NES-ZIONA, Israel, March 20, 2012 /PRNewswire/ -- PROLOR Biotech, Inc. (NYSE Amex: PBTH), a company developing next generation biobetter therapeutic proteins, today announced initiation of a Phase II clinical trial of its long-acting CTP-modified version of human growth hormone (hGH-CTP) in children with growth hormone deficiency.
The pediatric trial follows successful completion of a Phase II trial of hGH-CTP in growth hormone deficient adults, which demonstrated that hGH-CTP was safe and well tolerated with the potential to reduce the required dosing frequency of human growth hormone from the current standard of one injection per day to a single weekly injection. A subsequent pilot study suggested that bi-monthly dosing of hGH-CTP may also be feasible.
Growth hormone deficiency (GHD) in children occurs when the pituitary gland fails to secrete adequate amounts of growth hormone.
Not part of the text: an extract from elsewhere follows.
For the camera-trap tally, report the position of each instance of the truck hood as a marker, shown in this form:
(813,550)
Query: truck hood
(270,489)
Growth hormone replacement therapy may enable a GHD child to reach a normal height, but the therapy requires daily injections and may require a total of more than 3,000 injections before the child reaches the age of 18.
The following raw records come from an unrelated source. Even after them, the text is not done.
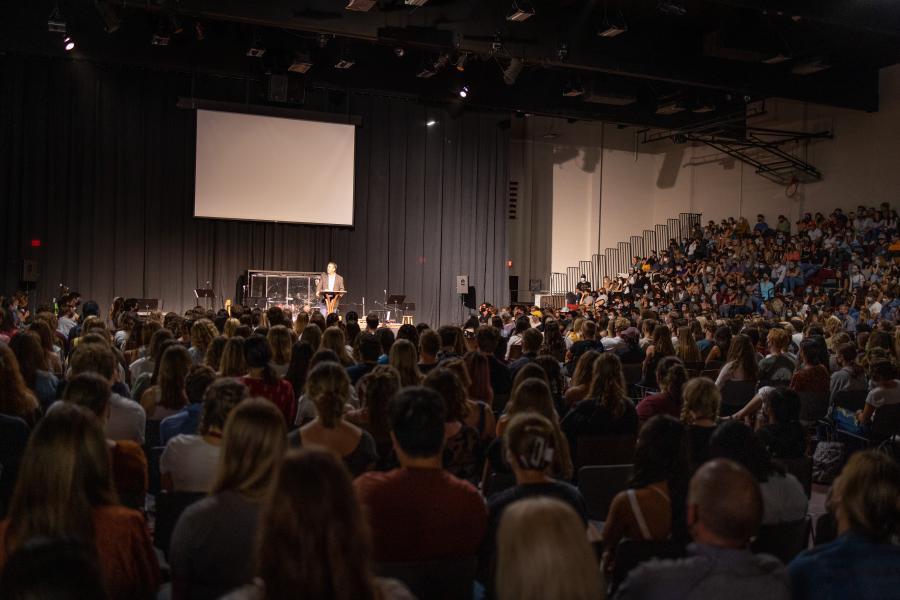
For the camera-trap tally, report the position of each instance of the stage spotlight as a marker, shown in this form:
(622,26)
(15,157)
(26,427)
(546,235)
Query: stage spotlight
(511,73)
(111,20)
(521,10)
"Obtaining regulatory clearance for a clinical trial in children is a challenge for any drug developer. We believe that our receipt of regulatory clearance for the initiation of our Phase II study in growth hormone deficient children is another indicator of the quality of our hGH-CTP program," said Dr. Abraham Havron, CEO of PROLOR.
Dr. Havron continued, "Our Phase II pediatric study is designed to provide information about the effectiveness and safety of a range of doses of hGH-CTP for a single weekly injection regimen in pediatric patients. We look forward to advancing our comprehensive clinical program for hGH-CTP in 2012, including this Phase II pediatric trial and an anticipated Phase III trial in growth hormone deficient adults that is targeted for later this year."
The pediatric hGH-CTP Phase II trial is a randomized, open-label, dose-finding study to evaluate the efficacy, safety, tolerability, pharmacokinetics and pharmacodynamic properties of hGH-CTP injected weekly in children with growth hormone deficiency. The trial will compare the 12-month growth velocity of children receiving certain doses of hGH-CTP, injected once weekly, or commercial hGH injected daily, which is the current standard of care. The trial is expected to take place at up to 35 sites in 12 countries.
PROLOR Biotech, Inc. is a clinical stage biopharmaceutical company applying unique technologies, including its patented CTP technology, primarily to develop longer-acting proprietary versions of already approved therapeutic proteins that currently generate billions of dollars in annual global sales. The CTP technology is applicable to virtually all proteins. PROLOR is currently developing a long-acting version of human growth hormone, which has successfully completed a Phase II clinical trial. It also is developing long-acting versions of Factor VIIa and Factor IX for hemophilia and a GLP-1/Glucagon dual receptor agonist peptide for diabetes and obesity, as well as agents for atherosclerosis and rheumatoid arthritis, which are all in preclinical development. For more information, visit www.prolor-biotech.com.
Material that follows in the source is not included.